Mohon tunggu...
Iwan Murtiono
Iwan Murtiono Mohon Tunggu... Lainnya - Google-YouTube project contractor

Pembela hak asasi dan demokrasi dengan bias sebagai orang Indonesia dalam memakai kacamata untuk melihat dunia, termasuk dalam memupuk demokrasi yang agak membingungkan antara demokrasi murni atau demokrasi a la Indonesia. Bahwa kita sering melihatnya dalam perspektif yang berbeda, karena demokrasi itu juga adalah sebuah karya kreatif dalam pembentukannya yang tidak pernah rampung, termasuk yang anti demokrasi juga tidak pernah lelah berusaha terus menguasai demi kepentingan sebagian kecil atau oligarki

Selanjutnya

Tutup

Vox Pop

Ambisi Xi Kuasai 9 Dash Line, Termasuk Laut Natuna

27 Agustus 2024   01:28 Diperbarui: 27 Agustus 2024   02:02 131
+
Laporkan Konten
Laporkan Akun
Kompasiana adalah platform blog. Konten ini menjadi tanggung jawab bloger dan tidak mewakili pandangan redaksi Kompas.
Lihat foto
Bagikan ide kreativitasmu dalam bentuk konten di Kompasiana | Sumber gambar: Freepik

China, di bawah kepemimpinan Xi Jinping, tidak hanya berfokus pada ambisi teritorialnya di Asia, tetapi juga terlibat dalam konflik global yang lebih luas. Meskipun secara ekonomi China tampak menjaga jarak dengan Rusia, terutama dengan menolak menggunakan sistem perbankan SWIFT untuk menghindari sanksi internasional, langkah ini bukanlah bentuk penolakan terhadap agresi Rusia. Sebaliknya, keputusan tersebut lebih bertujuan untuk melindungi kepentingan perdagangan China dengan mitra-mitra besarnya seperti Amerika Serikat dan Uni Eropa.

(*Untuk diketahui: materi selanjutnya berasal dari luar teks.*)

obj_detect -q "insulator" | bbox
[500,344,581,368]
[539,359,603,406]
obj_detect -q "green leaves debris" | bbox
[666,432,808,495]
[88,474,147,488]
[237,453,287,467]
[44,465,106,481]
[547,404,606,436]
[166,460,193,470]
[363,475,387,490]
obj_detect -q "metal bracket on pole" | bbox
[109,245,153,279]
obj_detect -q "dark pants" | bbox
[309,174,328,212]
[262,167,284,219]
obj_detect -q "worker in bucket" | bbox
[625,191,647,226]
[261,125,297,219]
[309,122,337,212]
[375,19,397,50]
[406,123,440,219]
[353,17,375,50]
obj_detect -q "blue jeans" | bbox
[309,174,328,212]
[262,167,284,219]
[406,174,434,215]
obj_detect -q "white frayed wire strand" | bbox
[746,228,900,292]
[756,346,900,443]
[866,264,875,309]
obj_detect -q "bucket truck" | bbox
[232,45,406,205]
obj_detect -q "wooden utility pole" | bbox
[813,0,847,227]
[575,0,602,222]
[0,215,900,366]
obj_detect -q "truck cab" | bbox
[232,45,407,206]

Keputusan China untuk tidak terlibat langsung dalam sanksi perbankan terhadap Rusia bukanlah tanda solidaritas dengan Ukraina, melainkan langkah strategis untuk menghindari tindakan balasan dari Barat yang bisa merusak perekonomian China. Anthony Blinken, Menteri Luar Negeri AS, telah beberapa kali memperingatkan Beijing bahwa akses perbankan China dapat dibatasi jika mereka mendukung Rusia secara terbuka. Ini mendorong China untuk mengambil langkah-langkah yang lebih cerdik dan tidak terlalu terlihat, tetapi tetap berperan dalam mendukung Rusia.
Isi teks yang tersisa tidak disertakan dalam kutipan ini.